— Вы знаете, вы знаете, месси… — Мулельге скосил глаза, придавая какое-то особое значение своим словам. — Тут с Альпаком… Они ведь говорят, оборотень… Так вот… Я тут ни при чем… Но конюхи…
Щека его была плотно прижата к дорожке.
— Но это глупости… — Кронго видел черный дым, клубами поднимавшийся далеко за ипподромом. — Я знаю его со дня рождения.
— Глупости, месси, глупости… — в глазах Мулельге был явный вопрос — могу ли я вам доверять? — Глупости-то глупости, но Ассоло хочет перебираться в другую конюшню… Если он уйдет, других силой не заставишь…
Они услышали, как кто-то бежит.
— Болван! — Кронго узнал голос Душ Сантуша. — На передовую захотелось? Это директор ипподрома.
Кронго почувствовал, как лейтенант под локоть поднимает его.
— Простите, господин директор.
Автоматчик стоял навытяжку. Душ Сантуш снял фуражку, вытер пот.
— Мсье Кронго, простите. Часовой превысил власть, он будет наказан. В порту только что взорваны четыре танкера…
Мулельге смотрел под ноги. Кронго уже не пытался что-то прочесть в его взгляде. Они подошли к манежу. Рядом с солдатами, пожевывая погасшую сигарету, стоял высокий европеец в штатском. Кронго хорошо помнил его, этот европеец прохаживался во время открытия ипподрома вместе с Лефевром у паддка. Глаза европейца кажутся очень большими, огромными, но только теперь Кронго понял, почему. Под ними мелко дрожат длинные набухшие мешочки. Они напоминают срез луковицы, окаймляя каждый глаз, а сами глаза от этого кажутся очень большими, будто вылепленными из глины.

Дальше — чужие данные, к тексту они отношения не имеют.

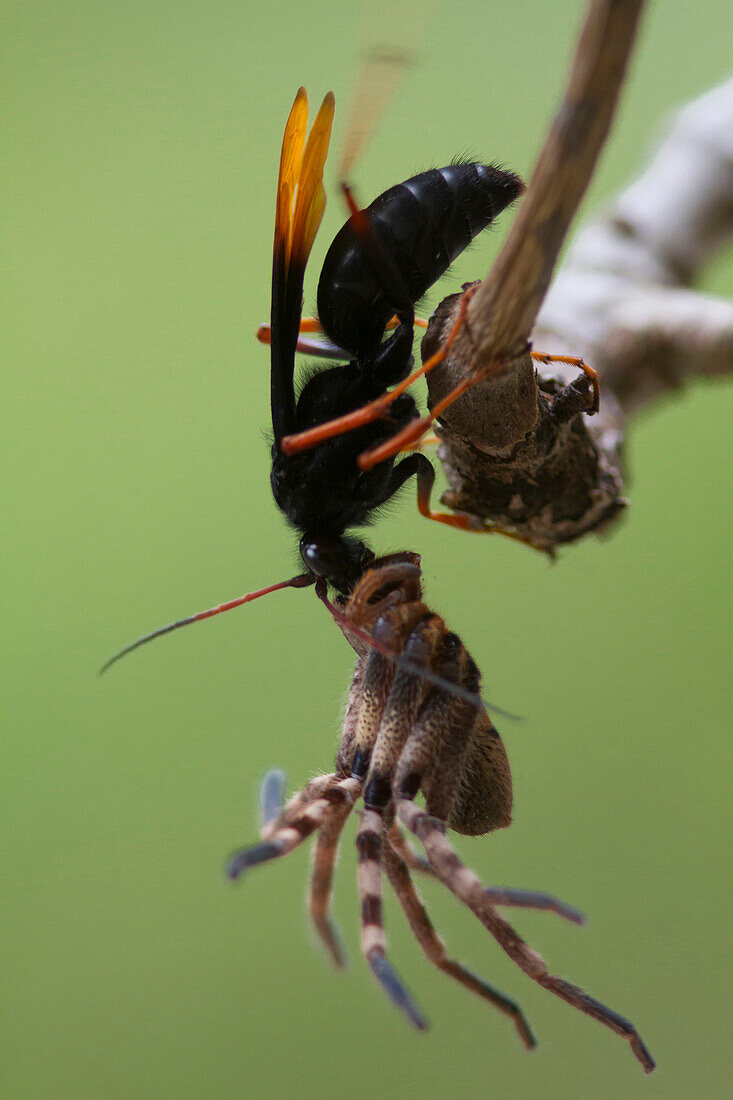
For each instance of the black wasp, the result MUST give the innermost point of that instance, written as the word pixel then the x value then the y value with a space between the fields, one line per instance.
pixel 382 262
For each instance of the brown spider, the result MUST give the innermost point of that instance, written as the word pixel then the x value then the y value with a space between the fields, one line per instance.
pixel 403 734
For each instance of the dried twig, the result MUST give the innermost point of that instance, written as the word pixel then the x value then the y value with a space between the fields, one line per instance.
pixel 516 452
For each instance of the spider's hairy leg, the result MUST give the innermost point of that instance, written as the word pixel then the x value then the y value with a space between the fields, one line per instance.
pixel 299 818
pixel 272 790
pixel 370 843
pixel 435 949
pixel 462 882
pixel 407 854
pixel 319 893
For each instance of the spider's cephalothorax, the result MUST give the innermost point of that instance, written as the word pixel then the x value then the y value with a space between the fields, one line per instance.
pixel 404 734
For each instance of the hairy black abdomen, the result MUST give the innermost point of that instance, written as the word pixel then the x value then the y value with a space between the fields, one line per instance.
pixel 424 224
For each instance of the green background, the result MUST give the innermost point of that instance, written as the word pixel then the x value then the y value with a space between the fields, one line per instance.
pixel 141 149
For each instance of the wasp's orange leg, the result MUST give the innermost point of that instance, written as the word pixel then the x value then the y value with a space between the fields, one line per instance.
pixel 588 371
pixel 425 484
pixel 304 440
pixel 430 440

Кронго попробовал подсчитать мешочки и насчитал четыре под каждым глазом.
— Пощупай… — сквозь сигарету прошепелявили губы европейца.

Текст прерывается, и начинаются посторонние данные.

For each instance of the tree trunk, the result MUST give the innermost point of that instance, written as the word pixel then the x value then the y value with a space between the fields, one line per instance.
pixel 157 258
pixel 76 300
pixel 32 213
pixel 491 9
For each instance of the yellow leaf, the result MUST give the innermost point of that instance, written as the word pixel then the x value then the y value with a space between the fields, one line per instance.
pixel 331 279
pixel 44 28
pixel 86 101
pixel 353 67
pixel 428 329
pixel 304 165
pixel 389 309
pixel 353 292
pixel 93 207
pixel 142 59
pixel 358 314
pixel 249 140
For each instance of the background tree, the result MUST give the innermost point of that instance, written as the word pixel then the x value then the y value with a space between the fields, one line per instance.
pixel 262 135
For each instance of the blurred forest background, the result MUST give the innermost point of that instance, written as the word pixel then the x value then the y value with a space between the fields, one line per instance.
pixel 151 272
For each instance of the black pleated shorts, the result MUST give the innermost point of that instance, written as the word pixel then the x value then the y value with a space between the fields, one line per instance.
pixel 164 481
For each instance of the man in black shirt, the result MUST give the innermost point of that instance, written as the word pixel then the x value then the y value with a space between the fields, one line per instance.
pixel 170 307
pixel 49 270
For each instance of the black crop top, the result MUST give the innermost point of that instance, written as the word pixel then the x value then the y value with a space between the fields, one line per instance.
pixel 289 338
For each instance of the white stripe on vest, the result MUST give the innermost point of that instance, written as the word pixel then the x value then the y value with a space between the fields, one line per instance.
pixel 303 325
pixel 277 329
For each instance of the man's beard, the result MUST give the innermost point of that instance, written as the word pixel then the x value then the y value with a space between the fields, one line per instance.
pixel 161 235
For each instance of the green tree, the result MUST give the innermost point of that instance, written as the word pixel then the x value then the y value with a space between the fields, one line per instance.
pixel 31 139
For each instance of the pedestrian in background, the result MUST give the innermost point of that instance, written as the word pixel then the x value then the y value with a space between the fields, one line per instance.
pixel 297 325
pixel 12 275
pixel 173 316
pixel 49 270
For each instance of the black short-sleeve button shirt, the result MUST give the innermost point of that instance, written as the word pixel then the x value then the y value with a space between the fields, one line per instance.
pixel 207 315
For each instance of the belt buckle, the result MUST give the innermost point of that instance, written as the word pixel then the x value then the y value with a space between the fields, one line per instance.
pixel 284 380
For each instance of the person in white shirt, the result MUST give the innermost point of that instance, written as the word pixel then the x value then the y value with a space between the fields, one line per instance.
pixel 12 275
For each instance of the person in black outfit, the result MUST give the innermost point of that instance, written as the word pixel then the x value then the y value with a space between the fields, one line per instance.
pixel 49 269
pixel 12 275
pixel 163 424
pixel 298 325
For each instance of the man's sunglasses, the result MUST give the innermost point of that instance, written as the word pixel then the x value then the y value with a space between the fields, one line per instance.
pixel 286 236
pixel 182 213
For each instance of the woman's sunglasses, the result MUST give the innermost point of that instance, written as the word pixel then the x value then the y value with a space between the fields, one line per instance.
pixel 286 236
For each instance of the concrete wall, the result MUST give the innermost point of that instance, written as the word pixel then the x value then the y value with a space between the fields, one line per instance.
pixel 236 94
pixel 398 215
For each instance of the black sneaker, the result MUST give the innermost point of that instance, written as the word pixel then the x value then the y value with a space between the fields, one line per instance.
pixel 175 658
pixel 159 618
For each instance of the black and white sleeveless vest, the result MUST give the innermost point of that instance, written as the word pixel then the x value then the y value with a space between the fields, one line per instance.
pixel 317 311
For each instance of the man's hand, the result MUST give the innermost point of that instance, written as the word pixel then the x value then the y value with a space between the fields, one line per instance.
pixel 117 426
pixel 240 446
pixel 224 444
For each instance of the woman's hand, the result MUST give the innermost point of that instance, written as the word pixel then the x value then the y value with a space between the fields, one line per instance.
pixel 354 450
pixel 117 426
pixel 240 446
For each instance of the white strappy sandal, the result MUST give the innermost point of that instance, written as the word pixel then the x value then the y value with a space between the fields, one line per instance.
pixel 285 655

Один из охранников, Кронго уже хорошо знал его, это был Гоарт, неторопливо засучил рукава. У Гоарта чуть удлиненный, матово-шоколадный подбородок, на нем редко вьются волосы, слипаясь в иссиня-черную бородку. Вот Гоарт что-то прошептал, подошел к краю стены, там стоял Мулонга. Сделал легкое движение, словно обнимая; на какую-то долю секунды Гоарт застыл, казалось, он задумался. Будто очнувшись, пощупал спину Мулонги. Потом кисти Гоарта погладили бока, вернулись к груди. Мулонга медленно поднял голову.
— Стоять смирно, — сказал Душ Сантуш. — Смирно.

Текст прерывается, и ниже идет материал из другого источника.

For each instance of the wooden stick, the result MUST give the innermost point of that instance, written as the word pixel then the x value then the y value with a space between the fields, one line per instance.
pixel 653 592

Мулонга вытянулся. Гоарт подошел к следующему. Обыскивая, он чуть прикусывал губу, глаза его уплывали под веки, лицо каменело.
— Подонки, сволочи… — Душ Сантуш расстегнул ворот. — Четыре танкера, как хлопушки. Сволочи… Там было трое наших… Вырвал бы им кишки…
Кронго следил, как кисти Гоарта ловко перебегают по боку конюха, которого он обыскивает. Мелькнуло — ничего в моей жизни уже не будет. Не будет.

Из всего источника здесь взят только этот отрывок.